Дж. Бернал пишет: «Язык выделил человека из всего животного мира»[64]. Кибернетики, бионики и семиотики одни согласны с этим, другие несогласны. Что до лингвистов, они давно понимают, что это так. Вот, например, что писал в конце своей жизни Л. Блумфильд в статье «Философские аспекты языка»: «Позвольте мне выразить уверенность, что свойственный человеку своеобразный фактор, не позволяющий нам объяснить его поступки в плане обычной биологии, представляет собой в высшей степени специализированный и гибкий биологический комплекс и что этот фактор есть не что иное, как язык… Так или иначе, но я уверен, что изучение языка будет тем плацдармом, где наука впервые укрепится в понимании человеческих поступков и в управлении ими»[65]. К сожалению, психология и антропология в общем далеки от такого убеждения. В содержательной синтетической книге Б. Г. Ананьева[66] этому ядру человека, его речевому общению и речевой деятельности в сущности не нашлось места, хотя и упоминается о важности палеолингвистики для изучения антропогенеза. А в синтетической книге по антропологии А. Барнетта[67] нет и такого упоминания; тут ядра человеческого рода — его речевой коммуникации — вовсе нет. В разных книгах по антропогенезу эта тема, конечно, в той или иной мере трактуется, однако никогда не на переднем плане и частенько не слишком-то профессионально. На VIII Международном конгрессе по антропологии и этнологии (Токио, 1968 г.) лишь американский антрополог Каунт и автор этих строк посвятили свои доклады нейрофизиологическим аспектам происхождения речи («фазии», по терминологии Каунта) и настаивали на невозможности дальнейших исследований антропогенеза вне этой проблематики.
Задача состоит в том, чтобы определить, во-первых, что именно мы понимаем под речью, речевой деятельностью, фазией; во-вторых, установить тот этап в филогенезе человека, к которому это явление (а не накопление его предпосылок) может быть приурочено.

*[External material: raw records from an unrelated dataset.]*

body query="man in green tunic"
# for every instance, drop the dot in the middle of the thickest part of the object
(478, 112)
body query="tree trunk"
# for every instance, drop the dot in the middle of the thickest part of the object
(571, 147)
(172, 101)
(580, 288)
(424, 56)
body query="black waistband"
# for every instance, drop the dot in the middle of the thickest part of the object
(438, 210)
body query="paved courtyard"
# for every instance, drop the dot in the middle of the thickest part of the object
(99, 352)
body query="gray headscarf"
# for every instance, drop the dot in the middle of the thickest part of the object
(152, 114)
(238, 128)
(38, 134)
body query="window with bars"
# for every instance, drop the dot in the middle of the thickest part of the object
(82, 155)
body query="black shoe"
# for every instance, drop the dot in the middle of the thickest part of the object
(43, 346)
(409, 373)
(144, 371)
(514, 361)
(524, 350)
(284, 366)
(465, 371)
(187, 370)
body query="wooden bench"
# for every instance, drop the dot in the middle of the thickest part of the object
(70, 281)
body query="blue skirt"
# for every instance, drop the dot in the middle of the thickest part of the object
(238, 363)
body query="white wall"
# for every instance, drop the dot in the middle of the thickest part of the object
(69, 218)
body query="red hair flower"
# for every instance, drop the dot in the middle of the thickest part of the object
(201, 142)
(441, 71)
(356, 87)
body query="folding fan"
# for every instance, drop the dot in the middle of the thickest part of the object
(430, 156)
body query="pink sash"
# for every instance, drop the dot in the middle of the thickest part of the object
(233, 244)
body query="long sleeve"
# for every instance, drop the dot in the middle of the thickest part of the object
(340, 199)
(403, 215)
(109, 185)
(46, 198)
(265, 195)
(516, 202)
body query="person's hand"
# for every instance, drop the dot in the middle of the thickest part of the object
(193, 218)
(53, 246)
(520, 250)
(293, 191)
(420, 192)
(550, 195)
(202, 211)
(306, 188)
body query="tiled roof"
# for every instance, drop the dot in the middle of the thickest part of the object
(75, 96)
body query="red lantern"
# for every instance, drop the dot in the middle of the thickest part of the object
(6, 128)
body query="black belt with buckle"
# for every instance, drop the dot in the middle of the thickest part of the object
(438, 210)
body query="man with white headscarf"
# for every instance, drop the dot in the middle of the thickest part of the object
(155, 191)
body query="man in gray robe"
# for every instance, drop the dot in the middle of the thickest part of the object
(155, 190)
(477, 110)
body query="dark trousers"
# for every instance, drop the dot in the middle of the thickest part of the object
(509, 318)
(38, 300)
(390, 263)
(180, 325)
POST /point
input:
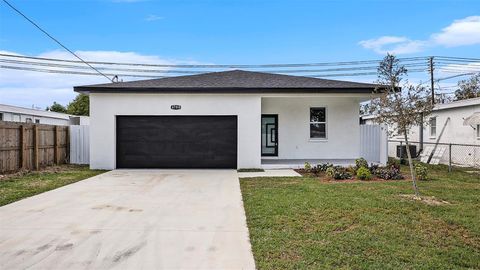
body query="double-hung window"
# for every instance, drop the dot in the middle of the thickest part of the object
(433, 127)
(318, 123)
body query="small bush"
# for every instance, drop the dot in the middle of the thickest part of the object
(393, 161)
(338, 173)
(391, 172)
(364, 174)
(421, 171)
(323, 167)
(307, 166)
(360, 162)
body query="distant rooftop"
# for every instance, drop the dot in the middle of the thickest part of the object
(238, 81)
(29, 111)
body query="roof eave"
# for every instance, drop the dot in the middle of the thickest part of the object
(214, 90)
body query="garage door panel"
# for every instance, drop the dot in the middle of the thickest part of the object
(176, 141)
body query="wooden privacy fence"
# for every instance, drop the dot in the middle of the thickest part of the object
(79, 145)
(31, 146)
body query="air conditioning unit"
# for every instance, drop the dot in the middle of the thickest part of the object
(402, 151)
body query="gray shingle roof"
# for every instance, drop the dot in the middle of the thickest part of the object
(232, 81)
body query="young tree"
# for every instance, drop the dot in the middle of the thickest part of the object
(79, 106)
(400, 105)
(57, 108)
(469, 88)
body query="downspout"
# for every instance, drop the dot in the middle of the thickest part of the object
(420, 134)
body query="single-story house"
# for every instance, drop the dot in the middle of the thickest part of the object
(450, 115)
(36, 116)
(456, 123)
(230, 119)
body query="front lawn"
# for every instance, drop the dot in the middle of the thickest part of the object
(298, 223)
(22, 185)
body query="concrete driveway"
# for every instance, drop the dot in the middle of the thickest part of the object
(131, 219)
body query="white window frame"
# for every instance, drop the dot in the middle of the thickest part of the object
(316, 122)
(430, 123)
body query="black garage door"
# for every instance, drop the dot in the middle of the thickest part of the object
(176, 141)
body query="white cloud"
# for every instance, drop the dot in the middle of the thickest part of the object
(459, 33)
(27, 88)
(128, 1)
(152, 18)
(393, 44)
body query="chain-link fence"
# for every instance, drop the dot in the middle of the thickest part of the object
(451, 154)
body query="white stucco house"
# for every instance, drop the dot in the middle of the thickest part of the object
(452, 128)
(17, 114)
(231, 119)
(451, 115)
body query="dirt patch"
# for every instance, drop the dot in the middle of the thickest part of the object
(429, 200)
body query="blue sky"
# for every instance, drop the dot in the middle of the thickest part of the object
(236, 32)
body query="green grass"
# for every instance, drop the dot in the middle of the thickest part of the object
(17, 187)
(251, 170)
(302, 223)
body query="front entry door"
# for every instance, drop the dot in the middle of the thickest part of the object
(269, 135)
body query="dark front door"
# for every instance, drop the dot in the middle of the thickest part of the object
(269, 135)
(177, 142)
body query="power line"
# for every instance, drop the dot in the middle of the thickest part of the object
(21, 62)
(455, 76)
(54, 39)
(74, 72)
(344, 63)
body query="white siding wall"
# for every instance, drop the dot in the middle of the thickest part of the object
(343, 128)
(79, 145)
(19, 117)
(104, 107)
(455, 131)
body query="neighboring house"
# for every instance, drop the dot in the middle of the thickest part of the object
(456, 131)
(26, 115)
(231, 119)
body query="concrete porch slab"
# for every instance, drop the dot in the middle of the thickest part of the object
(269, 164)
(270, 173)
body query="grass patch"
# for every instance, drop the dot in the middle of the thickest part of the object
(251, 170)
(304, 223)
(21, 185)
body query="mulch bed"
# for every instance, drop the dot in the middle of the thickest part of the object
(48, 169)
(324, 178)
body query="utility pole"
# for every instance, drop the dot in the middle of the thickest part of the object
(432, 83)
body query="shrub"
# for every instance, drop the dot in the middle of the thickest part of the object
(338, 173)
(307, 166)
(364, 174)
(421, 171)
(360, 162)
(330, 172)
(391, 172)
(393, 161)
(323, 167)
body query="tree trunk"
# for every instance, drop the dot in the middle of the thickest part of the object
(410, 164)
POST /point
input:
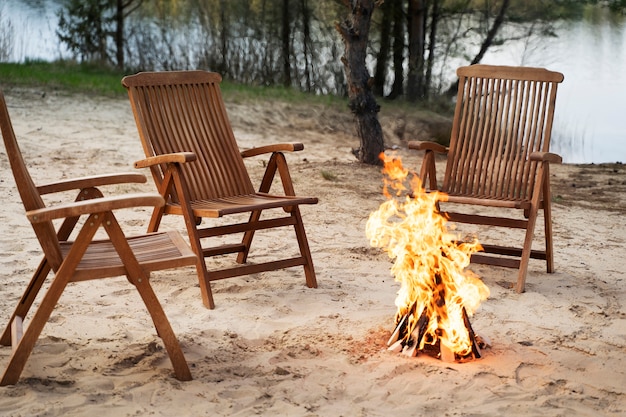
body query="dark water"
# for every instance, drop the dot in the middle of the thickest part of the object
(590, 124)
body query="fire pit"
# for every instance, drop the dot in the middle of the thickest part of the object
(437, 294)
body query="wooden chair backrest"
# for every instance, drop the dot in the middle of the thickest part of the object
(29, 194)
(502, 115)
(183, 111)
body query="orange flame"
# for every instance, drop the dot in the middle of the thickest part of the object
(429, 263)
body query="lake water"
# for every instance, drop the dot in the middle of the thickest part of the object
(590, 123)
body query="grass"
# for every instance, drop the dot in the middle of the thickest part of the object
(62, 75)
(91, 79)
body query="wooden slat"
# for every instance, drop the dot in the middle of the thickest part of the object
(256, 268)
(17, 331)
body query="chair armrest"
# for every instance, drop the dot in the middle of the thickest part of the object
(91, 181)
(177, 158)
(428, 146)
(546, 157)
(278, 147)
(97, 205)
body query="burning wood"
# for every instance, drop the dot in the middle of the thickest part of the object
(437, 294)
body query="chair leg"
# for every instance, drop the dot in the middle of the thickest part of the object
(547, 220)
(242, 257)
(141, 280)
(164, 329)
(528, 240)
(23, 348)
(27, 299)
(309, 270)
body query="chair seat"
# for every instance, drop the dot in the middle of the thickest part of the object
(219, 207)
(489, 201)
(154, 251)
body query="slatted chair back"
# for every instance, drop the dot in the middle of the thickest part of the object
(184, 112)
(503, 114)
(29, 194)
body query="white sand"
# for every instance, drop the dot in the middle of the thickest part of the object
(274, 347)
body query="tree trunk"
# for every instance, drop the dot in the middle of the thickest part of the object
(307, 43)
(355, 32)
(491, 35)
(398, 51)
(432, 40)
(382, 59)
(417, 35)
(119, 35)
(286, 43)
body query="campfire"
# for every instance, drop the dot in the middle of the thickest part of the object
(437, 294)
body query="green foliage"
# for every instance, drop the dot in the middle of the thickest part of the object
(64, 75)
(84, 27)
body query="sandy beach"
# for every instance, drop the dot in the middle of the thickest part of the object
(274, 347)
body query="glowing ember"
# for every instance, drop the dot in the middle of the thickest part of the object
(437, 295)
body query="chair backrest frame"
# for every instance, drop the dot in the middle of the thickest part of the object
(502, 115)
(183, 111)
(29, 193)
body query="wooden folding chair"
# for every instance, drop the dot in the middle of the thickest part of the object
(84, 258)
(199, 170)
(499, 157)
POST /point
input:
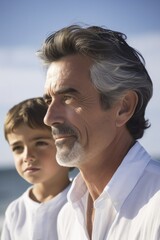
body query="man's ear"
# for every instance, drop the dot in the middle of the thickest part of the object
(126, 108)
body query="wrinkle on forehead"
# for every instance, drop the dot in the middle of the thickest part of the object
(64, 70)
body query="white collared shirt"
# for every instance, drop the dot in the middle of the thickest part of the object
(127, 209)
(26, 219)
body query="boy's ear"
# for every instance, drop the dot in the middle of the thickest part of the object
(127, 107)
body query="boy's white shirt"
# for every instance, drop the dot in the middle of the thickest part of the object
(26, 219)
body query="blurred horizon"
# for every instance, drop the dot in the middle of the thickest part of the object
(25, 25)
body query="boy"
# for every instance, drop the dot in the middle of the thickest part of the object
(34, 214)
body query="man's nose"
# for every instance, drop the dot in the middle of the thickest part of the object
(54, 114)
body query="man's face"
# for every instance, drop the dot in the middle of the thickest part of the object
(81, 128)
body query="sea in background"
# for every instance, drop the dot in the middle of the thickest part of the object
(12, 186)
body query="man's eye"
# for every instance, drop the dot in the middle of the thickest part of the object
(67, 98)
(48, 101)
(41, 143)
(17, 149)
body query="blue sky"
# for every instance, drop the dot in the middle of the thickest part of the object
(25, 24)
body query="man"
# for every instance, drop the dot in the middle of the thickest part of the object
(97, 90)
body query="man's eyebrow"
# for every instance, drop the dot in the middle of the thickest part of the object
(66, 90)
(61, 91)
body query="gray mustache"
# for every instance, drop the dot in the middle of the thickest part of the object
(63, 129)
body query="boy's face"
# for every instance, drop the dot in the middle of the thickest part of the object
(34, 155)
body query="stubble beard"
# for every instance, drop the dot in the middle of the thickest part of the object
(70, 157)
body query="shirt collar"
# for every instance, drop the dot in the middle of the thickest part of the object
(122, 182)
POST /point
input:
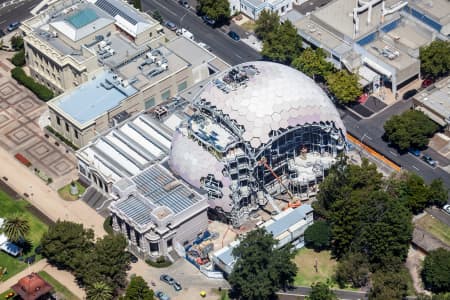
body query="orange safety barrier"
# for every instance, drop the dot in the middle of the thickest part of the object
(374, 153)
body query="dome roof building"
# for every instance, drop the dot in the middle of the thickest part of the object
(259, 128)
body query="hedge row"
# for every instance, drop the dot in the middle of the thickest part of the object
(41, 91)
(61, 138)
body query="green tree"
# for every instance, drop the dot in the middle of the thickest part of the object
(260, 269)
(389, 284)
(283, 44)
(317, 236)
(436, 270)
(157, 16)
(435, 59)
(137, 4)
(66, 243)
(267, 22)
(321, 291)
(313, 63)
(218, 10)
(100, 291)
(438, 193)
(352, 269)
(107, 262)
(138, 289)
(16, 228)
(17, 42)
(410, 129)
(344, 86)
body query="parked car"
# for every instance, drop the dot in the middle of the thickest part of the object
(171, 25)
(414, 151)
(167, 279)
(161, 296)
(13, 26)
(446, 208)
(429, 160)
(234, 35)
(133, 258)
(208, 20)
(184, 3)
(177, 286)
(409, 94)
(427, 82)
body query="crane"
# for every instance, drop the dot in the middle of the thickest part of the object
(295, 201)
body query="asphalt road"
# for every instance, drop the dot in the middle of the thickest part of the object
(223, 46)
(370, 131)
(300, 292)
(17, 12)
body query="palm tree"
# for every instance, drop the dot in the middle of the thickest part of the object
(99, 291)
(16, 228)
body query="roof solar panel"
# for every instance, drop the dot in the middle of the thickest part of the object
(112, 10)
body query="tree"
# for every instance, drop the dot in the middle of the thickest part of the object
(260, 269)
(317, 236)
(157, 16)
(283, 44)
(344, 86)
(410, 129)
(321, 291)
(17, 42)
(267, 22)
(352, 269)
(138, 289)
(107, 262)
(100, 291)
(436, 270)
(435, 59)
(438, 193)
(313, 63)
(137, 4)
(16, 228)
(218, 10)
(389, 284)
(66, 244)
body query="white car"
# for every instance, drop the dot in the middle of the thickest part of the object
(446, 208)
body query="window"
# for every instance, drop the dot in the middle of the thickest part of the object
(182, 86)
(165, 95)
(149, 103)
(154, 248)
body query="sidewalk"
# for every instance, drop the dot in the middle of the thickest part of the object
(45, 199)
(64, 277)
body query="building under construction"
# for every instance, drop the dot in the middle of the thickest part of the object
(259, 129)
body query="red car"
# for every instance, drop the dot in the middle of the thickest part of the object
(427, 82)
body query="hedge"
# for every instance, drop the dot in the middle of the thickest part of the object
(19, 58)
(61, 137)
(41, 91)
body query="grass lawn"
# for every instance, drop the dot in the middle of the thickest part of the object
(305, 261)
(64, 192)
(37, 229)
(249, 26)
(435, 227)
(59, 288)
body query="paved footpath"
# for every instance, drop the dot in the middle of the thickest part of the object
(44, 198)
(64, 277)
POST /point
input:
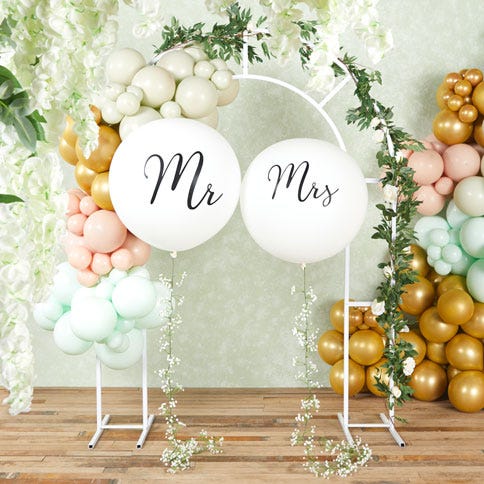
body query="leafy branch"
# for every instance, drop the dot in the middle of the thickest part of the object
(225, 41)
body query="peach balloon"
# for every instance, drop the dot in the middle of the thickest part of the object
(104, 231)
(75, 223)
(72, 204)
(87, 278)
(139, 249)
(122, 259)
(444, 186)
(88, 205)
(431, 201)
(79, 257)
(460, 161)
(101, 264)
(428, 166)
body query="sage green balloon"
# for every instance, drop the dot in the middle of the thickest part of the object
(469, 196)
(66, 340)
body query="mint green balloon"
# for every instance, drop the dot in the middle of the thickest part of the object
(66, 340)
(425, 225)
(472, 237)
(451, 253)
(455, 216)
(94, 319)
(125, 359)
(134, 297)
(462, 266)
(475, 280)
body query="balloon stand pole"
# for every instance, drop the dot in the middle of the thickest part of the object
(103, 422)
(387, 421)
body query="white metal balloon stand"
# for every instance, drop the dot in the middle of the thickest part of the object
(103, 422)
(387, 421)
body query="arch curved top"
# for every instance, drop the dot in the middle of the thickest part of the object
(305, 96)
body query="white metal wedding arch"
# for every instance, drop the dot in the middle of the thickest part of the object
(387, 419)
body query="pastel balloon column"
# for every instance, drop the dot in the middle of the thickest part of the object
(97, 240)
(108, 316)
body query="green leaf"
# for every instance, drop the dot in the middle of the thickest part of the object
(5, 198)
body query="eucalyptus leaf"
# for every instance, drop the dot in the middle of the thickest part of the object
(5, 198)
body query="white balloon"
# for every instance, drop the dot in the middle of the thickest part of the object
(303, 200)
(123, 64)
(178, 63)
(157, 83)
(174, 183)
(132, 123)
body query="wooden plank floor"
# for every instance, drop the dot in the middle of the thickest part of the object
(50, 443)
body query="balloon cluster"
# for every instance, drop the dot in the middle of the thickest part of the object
(450, 329)
(438, 169)
(182, 83)
(366, 345)
(461, 100)
(108, 316)
(97, 240)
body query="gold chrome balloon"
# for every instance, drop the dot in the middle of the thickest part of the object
(434, 329)
(478, 97)
(100, 191)
(465, 352)
(436, 353)
(475, 325)
(418, 263)
(429, 381)
(451, 282)
(466, 391)
(418, 344)
(372, 372)
(366, 347)
(330, 346)
(455, 306)
(336, 316)
(417, 297)
(449, 129)
(84, 177)
(356, 377)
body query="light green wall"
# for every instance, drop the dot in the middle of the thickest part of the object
(238, 312)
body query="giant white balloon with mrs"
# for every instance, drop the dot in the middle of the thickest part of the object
(303, 200)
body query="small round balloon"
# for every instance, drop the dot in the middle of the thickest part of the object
(174, 183)
(303, 200)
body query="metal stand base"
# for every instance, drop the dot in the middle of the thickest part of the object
(103, 422)
(386, 424)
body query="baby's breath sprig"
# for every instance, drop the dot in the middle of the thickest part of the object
(346, 457)
(177, 455)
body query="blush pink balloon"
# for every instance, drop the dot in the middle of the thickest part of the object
(139, 249)
(75, 223)
(104, 232)
(428, 166)
(72, 240)
(87, 278)
(461, 161)
(88, 206)
(79, 257)
(72, 203)
(444, 185)
(437, 145)
(122, 259)
(101, 264)
(432, 202)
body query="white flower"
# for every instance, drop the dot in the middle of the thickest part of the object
(396, 392)
(408, 366)
(390, 193)
(377, 307)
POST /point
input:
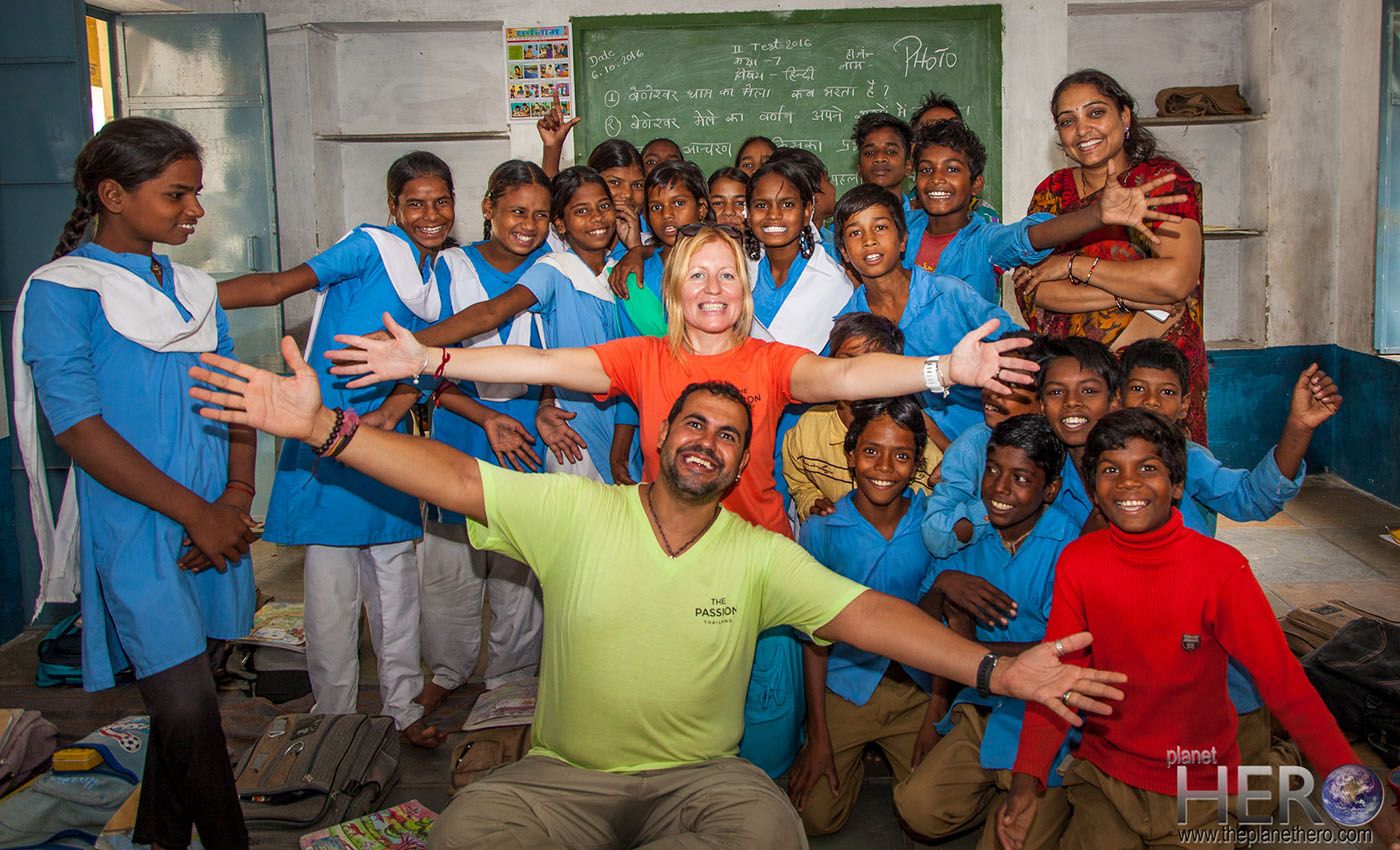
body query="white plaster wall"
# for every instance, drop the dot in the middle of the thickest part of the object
(1308, 174)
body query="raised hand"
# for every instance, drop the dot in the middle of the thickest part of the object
(552, 126)
(553, 429)
(1315, 398)
(1133, 206)
(976, 363)
(1038, 675)
(258, 398)
(511, 443)
(378, 360)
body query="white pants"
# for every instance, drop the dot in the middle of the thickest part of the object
(384, 580)
(455, 577)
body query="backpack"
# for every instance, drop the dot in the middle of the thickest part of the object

По первому вопросу ограничимся здесь следующей формулой, однозначно отграничивающей человеческую речь от всякой сигнализации или, если угодно, коммуникации и животных, и машин. Специфическое свойство человеческой речи — наличие для всякого обозначаемого явления (денотата) не менее двух нетождественных, но свободно заменимых, т. е. эквивалентных, знаков или сколь угодно больших систем знаков того или иного рода. Их инвариант называется значением, их взаимная замена — объяснением (интерпретацией). Эта обмениваемостъ (переводимость, синонимичность) и делает их собственно «знаками». Ничего подобного нет в сигналах животных. Оборотной стороной того же является наличие в человеческой речи для всякого знака иного вполне несовместимого с ним и ни в коем случае не могущего его заменить другого знака. Эту контрастность можно назвать антонимией в расширенном смысле. Без этого нет ни объяснения, ни понимания.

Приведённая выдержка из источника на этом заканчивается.